Example: I worked for Stevens Institute, located just across the Hudson River from the former World Trade Center. The Stevens Community had an unusually good view of the 9/11 attack, and the Institute felt a pressing need to offer some closure and solace to those who had witnessed it. The challenge was, how to approach the subject in a way that would offer some comfort rather than reopening the wound?

Stevens commissioned me to make a documentary, and my approach was to focus on the attempts already underway at a grass-roots level to come to grips with that difficult time. I created a film incorporating the music and art that had taken over the streets of lower Manhattan after 9/11.

I have an early test strip of the documentary on my Facebook page. The full piece may go online later this year.
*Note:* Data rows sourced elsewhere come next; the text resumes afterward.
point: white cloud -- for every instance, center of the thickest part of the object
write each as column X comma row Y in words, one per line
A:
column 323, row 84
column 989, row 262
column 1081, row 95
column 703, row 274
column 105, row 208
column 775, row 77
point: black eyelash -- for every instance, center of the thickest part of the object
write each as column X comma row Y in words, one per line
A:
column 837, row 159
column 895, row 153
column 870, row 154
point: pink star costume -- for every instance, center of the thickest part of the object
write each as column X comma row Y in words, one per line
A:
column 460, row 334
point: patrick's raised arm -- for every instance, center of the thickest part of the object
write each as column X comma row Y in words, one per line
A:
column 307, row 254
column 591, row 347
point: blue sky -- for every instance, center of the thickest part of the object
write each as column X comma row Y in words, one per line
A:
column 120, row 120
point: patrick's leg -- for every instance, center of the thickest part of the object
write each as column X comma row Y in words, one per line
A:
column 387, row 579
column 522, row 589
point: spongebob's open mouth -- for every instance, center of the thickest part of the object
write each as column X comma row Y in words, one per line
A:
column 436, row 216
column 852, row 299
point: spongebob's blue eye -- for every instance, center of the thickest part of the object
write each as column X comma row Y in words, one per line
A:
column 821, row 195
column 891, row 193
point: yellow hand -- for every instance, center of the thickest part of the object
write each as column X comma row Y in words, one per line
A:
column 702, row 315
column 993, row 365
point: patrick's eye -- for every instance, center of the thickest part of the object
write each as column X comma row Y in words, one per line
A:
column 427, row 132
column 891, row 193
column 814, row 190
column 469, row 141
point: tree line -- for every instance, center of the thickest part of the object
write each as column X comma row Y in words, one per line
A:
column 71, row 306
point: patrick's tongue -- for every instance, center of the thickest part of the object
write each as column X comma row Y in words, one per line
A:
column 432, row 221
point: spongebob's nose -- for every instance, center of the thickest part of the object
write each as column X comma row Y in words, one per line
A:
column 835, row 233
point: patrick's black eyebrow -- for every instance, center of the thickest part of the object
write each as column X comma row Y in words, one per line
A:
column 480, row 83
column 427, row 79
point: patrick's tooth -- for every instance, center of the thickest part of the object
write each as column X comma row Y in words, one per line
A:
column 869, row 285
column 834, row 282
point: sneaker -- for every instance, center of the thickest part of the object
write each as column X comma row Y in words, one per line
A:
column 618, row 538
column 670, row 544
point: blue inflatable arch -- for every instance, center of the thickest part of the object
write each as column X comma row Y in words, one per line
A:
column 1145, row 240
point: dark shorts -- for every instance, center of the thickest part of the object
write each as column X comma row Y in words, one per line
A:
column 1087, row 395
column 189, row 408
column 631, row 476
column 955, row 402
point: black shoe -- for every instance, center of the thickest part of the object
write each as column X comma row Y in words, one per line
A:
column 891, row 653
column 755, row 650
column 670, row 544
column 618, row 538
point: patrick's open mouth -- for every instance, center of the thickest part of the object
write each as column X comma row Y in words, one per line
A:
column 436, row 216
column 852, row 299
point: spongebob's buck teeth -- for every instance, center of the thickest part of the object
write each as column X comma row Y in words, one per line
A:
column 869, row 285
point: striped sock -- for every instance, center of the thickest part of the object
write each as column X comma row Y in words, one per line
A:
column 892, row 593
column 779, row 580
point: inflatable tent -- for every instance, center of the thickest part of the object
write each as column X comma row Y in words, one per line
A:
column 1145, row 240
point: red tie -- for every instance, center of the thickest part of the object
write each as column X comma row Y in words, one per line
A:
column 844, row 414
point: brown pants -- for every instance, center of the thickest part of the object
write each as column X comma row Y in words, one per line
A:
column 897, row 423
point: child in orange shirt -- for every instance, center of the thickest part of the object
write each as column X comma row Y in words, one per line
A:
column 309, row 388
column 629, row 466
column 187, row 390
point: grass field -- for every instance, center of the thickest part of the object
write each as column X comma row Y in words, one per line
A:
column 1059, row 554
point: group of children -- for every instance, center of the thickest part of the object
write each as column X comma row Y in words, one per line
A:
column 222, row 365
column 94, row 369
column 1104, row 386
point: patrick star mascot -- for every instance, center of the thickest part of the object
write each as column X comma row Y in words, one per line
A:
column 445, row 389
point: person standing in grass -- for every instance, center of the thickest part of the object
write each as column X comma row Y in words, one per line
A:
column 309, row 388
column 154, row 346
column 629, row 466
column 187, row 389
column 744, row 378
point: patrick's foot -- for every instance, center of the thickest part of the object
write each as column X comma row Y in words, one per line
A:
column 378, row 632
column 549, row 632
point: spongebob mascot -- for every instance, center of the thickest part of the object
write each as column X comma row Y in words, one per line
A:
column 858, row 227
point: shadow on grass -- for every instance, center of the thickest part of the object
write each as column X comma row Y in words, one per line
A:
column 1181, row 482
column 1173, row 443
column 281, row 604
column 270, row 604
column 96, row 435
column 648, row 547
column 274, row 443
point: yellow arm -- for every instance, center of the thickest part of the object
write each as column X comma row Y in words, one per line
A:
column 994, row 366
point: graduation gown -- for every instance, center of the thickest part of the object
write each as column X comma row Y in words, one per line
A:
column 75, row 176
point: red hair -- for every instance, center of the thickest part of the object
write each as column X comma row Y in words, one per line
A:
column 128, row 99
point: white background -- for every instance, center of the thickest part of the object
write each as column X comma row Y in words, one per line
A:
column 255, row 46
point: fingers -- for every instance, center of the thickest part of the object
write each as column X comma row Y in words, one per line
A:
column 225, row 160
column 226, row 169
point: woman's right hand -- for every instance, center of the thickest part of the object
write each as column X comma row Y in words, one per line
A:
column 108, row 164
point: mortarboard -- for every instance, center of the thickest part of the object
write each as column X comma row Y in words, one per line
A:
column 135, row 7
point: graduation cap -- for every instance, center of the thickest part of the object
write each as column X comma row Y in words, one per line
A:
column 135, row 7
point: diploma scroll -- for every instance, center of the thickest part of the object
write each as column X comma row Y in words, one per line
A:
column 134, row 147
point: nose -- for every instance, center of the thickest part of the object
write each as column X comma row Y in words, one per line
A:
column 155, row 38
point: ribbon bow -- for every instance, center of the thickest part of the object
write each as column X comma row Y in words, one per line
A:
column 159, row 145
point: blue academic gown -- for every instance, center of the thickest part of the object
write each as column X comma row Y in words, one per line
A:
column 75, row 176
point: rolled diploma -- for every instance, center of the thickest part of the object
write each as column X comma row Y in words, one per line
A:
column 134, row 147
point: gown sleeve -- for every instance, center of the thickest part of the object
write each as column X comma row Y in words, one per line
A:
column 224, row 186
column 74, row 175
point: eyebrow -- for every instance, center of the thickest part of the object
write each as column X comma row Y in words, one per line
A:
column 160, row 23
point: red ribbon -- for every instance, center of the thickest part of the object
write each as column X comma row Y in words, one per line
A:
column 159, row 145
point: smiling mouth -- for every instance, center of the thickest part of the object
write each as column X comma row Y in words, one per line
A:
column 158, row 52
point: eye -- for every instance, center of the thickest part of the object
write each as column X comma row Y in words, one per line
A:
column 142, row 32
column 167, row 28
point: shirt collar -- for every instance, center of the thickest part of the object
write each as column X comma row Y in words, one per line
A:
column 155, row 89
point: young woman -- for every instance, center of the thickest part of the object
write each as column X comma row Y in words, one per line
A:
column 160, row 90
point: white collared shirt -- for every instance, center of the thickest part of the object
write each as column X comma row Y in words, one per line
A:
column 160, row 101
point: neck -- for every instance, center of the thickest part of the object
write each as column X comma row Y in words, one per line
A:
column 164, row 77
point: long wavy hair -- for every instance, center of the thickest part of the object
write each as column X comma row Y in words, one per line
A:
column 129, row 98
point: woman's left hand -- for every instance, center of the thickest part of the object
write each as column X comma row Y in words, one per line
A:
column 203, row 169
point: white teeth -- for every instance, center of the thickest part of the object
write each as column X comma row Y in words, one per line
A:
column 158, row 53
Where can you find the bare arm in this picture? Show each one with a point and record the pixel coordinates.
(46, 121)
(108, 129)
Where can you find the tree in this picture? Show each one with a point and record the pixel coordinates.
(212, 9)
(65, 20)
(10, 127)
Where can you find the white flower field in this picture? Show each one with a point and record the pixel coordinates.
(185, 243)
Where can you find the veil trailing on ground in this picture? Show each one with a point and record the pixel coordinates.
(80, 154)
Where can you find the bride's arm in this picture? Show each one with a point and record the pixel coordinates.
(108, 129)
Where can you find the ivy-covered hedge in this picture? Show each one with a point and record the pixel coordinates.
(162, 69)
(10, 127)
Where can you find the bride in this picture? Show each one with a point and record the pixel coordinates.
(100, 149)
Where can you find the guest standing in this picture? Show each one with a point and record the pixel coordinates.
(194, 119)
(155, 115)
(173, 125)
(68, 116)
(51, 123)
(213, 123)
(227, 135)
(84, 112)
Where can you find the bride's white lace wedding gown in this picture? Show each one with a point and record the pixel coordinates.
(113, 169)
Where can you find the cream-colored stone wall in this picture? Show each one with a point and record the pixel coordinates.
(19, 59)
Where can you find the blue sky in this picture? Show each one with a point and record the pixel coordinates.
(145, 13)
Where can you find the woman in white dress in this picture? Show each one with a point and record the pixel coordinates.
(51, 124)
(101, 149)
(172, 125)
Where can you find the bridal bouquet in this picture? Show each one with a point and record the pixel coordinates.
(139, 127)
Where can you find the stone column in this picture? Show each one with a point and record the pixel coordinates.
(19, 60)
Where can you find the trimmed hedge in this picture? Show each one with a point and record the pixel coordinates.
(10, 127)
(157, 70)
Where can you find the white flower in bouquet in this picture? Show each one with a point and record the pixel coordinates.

It was originally intended for the Stevens and Hoboken communities only. (I can arrange private showings – it's on a DVD – for anyone interested.)

For its intended purpose of bringing some measure of healing to a shocked and saddened community, the After 9/11 documentary was a great success.

In the marketing world, and particularly in direct mail, many of my pieces have become client standards. That is, their efficacy exceeded previous marketing attempts and were allowed to run until they either wore out their welcome (overexposure) or (rarely) were replaced by new attempts that exceeded their high-water marks.

In politics, my campaigns changed the way political marketing campaigns were handled in Hudson County and, eventually, nationally.